Sure, boorishly fighting and killing Silver Spire Elders was a distasteful necessity, but it went well enough. A whispered doubt amplifying their already dissonant techniques into as much useless noise, and their famous curses faltered against him. Another whisper and their false strength faltered as well.
The reinforcements that they called on from the island sects they ruled over were irksome, but after dealing with Guang for so long, the fools who needed taught how to spell death were a welcome breath of mundanity.
Sect Master Kong and his closest allies faced off against Spire Sect Master Yuni and were stymied by the latter's clever use of the Ho traitors' information for a full three hours. During which time, the conspicuous absence of Fist Master Fennu indicated that Guang was likely earning himself a slow and painful death.

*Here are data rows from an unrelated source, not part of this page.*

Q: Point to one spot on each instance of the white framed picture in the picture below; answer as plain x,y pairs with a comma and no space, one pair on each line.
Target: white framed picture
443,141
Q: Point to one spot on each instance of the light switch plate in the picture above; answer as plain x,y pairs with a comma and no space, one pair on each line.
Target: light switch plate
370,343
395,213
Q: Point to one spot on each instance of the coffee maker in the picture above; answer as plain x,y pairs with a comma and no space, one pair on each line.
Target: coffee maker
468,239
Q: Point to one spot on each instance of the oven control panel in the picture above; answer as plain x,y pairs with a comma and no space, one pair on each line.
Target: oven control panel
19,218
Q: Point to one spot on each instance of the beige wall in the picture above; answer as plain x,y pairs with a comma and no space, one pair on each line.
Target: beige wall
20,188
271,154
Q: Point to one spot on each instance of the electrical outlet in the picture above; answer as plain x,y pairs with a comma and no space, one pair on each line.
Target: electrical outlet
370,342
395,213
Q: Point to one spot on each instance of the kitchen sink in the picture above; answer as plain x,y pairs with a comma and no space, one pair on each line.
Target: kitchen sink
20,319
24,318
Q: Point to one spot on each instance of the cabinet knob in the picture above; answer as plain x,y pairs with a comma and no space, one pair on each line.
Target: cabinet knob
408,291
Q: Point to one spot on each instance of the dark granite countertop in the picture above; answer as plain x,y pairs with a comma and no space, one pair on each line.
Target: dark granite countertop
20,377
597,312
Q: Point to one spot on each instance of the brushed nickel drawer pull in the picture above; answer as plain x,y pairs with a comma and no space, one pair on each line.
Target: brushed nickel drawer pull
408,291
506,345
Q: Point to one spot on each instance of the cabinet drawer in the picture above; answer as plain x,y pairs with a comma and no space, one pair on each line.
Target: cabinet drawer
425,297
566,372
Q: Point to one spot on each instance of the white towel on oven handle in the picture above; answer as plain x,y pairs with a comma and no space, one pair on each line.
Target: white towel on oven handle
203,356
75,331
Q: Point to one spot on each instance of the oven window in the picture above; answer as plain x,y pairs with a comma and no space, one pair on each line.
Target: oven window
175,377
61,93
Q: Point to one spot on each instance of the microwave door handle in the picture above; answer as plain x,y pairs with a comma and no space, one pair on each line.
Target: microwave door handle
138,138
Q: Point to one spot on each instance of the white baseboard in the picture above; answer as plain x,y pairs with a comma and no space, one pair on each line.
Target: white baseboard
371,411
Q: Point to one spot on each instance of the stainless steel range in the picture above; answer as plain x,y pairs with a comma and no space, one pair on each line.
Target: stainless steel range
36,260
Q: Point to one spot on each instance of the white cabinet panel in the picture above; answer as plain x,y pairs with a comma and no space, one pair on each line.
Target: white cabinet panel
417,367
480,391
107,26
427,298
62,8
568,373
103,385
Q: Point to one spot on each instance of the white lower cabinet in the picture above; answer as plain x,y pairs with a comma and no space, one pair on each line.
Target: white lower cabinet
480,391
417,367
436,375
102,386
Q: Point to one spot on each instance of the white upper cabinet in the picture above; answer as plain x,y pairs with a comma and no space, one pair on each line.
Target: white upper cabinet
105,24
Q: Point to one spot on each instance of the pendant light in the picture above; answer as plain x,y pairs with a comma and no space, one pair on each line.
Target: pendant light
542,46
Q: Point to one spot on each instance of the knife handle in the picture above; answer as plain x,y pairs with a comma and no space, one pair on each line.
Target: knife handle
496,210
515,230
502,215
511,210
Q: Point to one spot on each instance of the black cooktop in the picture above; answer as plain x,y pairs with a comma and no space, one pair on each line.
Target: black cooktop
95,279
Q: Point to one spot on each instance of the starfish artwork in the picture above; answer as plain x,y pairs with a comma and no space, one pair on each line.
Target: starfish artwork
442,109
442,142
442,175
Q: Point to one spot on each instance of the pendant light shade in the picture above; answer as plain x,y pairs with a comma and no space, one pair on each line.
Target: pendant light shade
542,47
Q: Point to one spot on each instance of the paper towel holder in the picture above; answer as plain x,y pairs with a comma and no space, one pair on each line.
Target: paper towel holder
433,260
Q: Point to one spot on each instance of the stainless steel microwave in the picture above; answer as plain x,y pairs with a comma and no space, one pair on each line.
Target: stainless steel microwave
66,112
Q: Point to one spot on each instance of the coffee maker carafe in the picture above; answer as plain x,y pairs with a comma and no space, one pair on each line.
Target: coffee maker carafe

Yuni finally fell, and Kong chose not to delay long enough for his supporters to recover before rushing off, leaving the last of cleaning up of the Spire to the assembled Elders.
Raka arranged for his old friend Tong to be in charge of sorting out the corpses, slaves, and treasure once the enemy Elders were all dead, and set off with the remaining Fang Elders to clean up the messes at the Red Fist.
Upon arriving, he'd thought his good day was going to be pleasantly better, as they arrived just in time to watch the Fist Master activate a suicide technique while Master Kong, visibly exhausted, tried to protect the rest of the Fang forces instead of himself.
A nod to Elder Ling She, and everything looked to be going correctly.
And then it wasn't.
Their ambush of their exhausted peers went off flawlessly, blades and poisons striking true. And then the poisons were extracted by an unseen force. Like the poison itself refused to kill its victims.
Battle was joined for the civil war, and Raka's calm composure was tested to an extreme as the light tried to play tricks on him, making sure strikes look guarded and ready guards look shaky. The winds he stood upon shifted underfoot, giving him the illusion that he was being attacked from angles reserved for the Ling.
Glancing around the battlefield, he watched his allies and subordinates making blunders that were far beneath them. The exhausted, half-dead disciples and Elders that should have been falling like cattle were surviving with lucky slips and-
The stone under one disciple rolled, spoiling his finishing blow on another.
Raka scowled, and the fool he'd been fighting froze in justified terror.
"I don't have time for you." Raka announced. "Ling! Where is Guang?"
"Last sighting was atop that mountain, heading to the north!" Ling pointed as his opponent evaded a liver strike. "My daughter is tracking him!"
"Good. He needs to die first." Raka nodded and flew off, ignoring the protests of the man he'd been fighting.
A scan of the mountain revealed none of Guang's energy, but he did detect the Ling Heiress and moved to intercept her.
"The world itself is hiding his path." she announced as he arrived. "But I'm reasonably sure he's gone this way."
"Lead. I'll deal with the spirits. You can even have his head."
Guang was not going to survive the day and lead the earth itself to defend his impudent nonsense. Not if Raka had anything to say about it.